Whatever the cause of resistance or reluctance, broker-dealers like AFA and Omni hope, with greater market pressure from the BD and rep side of the business, they will see increased buy-in among sponsors. If a substantial enough number of sponsors provide this information, the argument goes, reps and their investor clients will begin asking the rest why they aren't, too. And if BDs and reps decline to do business with sponsors that won't disclose their prior performance, sponsors will be forced to adopt the practice, says Oschin: "Then they'd all just do it. They'd be out of business if they didn't."

But an attorney who represents sponsors, Deborah Froling, a partner in the Washington, DC law firm Arent Fox PLLC, has concerns. If an industry standard is adopted, she says, any sponsor that does not adhere to that standard could bring more liability on itself. She also says comparing projections with actual performance on a line by line basis, the way some in the industry are suggesting, "from a securities standpoint could present risks to sponsors and push sponsors to present less information rather than more."

Further, Froling argues that if deals are sold only to accredited investors under the 506 rules, "sponsors are not required to disclose anything." Without a requirement, it goes back to being a matter of industry standards. "There still is no industry standard vis a vis performance. Getting to an industry standard will be difficult," she says. "With 70 sponsors out there, you're going to have 70 different ways of doing things."

"I appreciate that people want to do it, and it's a valid point, but the question is, how do you do it?" Froling concludes. "There are a lot of things that in an ideal world you want to do, that in a practical sense aren't going to happen."

Bryan Mick, president of Mick & Associates PC in Omaha, NE, which provides third-party due diligence services, insists prior performance information should "absolutely" be available. "When people start debating what should be provided, that's reasonable. Debating whether it should be provided--that boggles my mind," he says. "That should not be debated."

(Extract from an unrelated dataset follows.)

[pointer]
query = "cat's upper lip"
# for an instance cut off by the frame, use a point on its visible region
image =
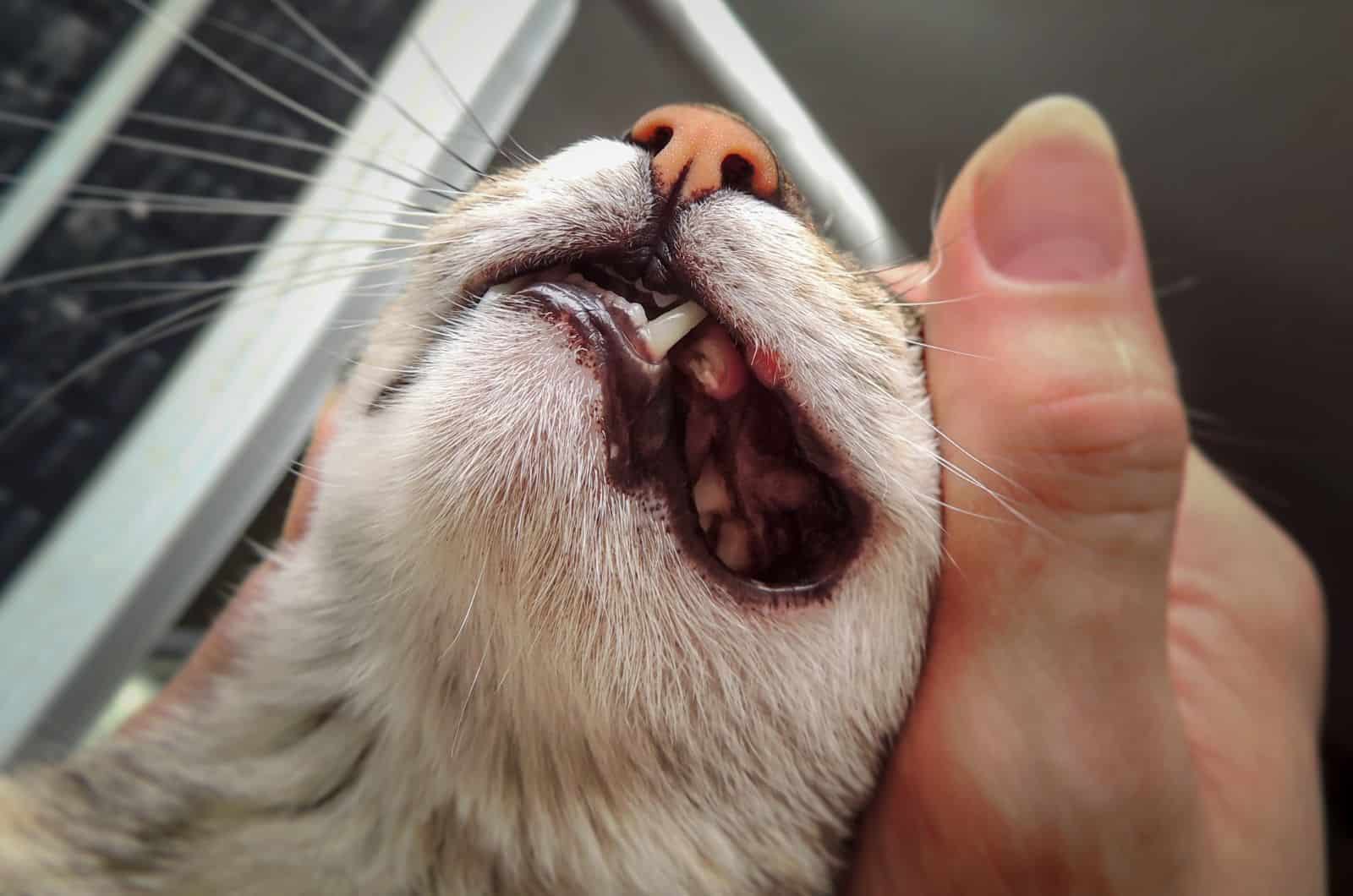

Mick believes prior performance information could constitute material information, and thus has to be disclosed under securities laws. "On a going-forward basis, we are asking for prior performance information" when conducting deal-level reviews, he adds, "and always have at the sponsor level. We are promoting to various sponsors the need to attach prior performance data to their PPMs."

Concern over underperformance and nonperformance of TIC properties is building, but despite anecdotes, it is impossible to know just how extensive a problem exists in the industry without performance information being readily available. Having this information at hand would help the industry have a clearer picture of the extent to which problems exist. "The problem is, we don't know how bad the problem is," says Broderick.

And it seems like a no-brainer that reps and their clients would want, even demand, to know how well a sponsor is performing as they consider where to place their hard-earned money. "If you are artificially inflating your underwriting to be able to sell," as Argus' Williams puts it, "well, the proof is in the track record."

Mick, like others, agrees that fully disclosing deal performance could help identify a pattern of poor performance, and thus bad underwriting, excessive markups or aggressive assumptions on the part of certain sponsors--something a prospective investor would surely want to be aware of. "I think there's a continuing theme in a lot of cases in how these deals are structured that leads to nonperformance outside of the old 'this is real estate, real estate has risks.' You have to ask yourself, what has been involved structurally that a sponsor's deals aren't performing?"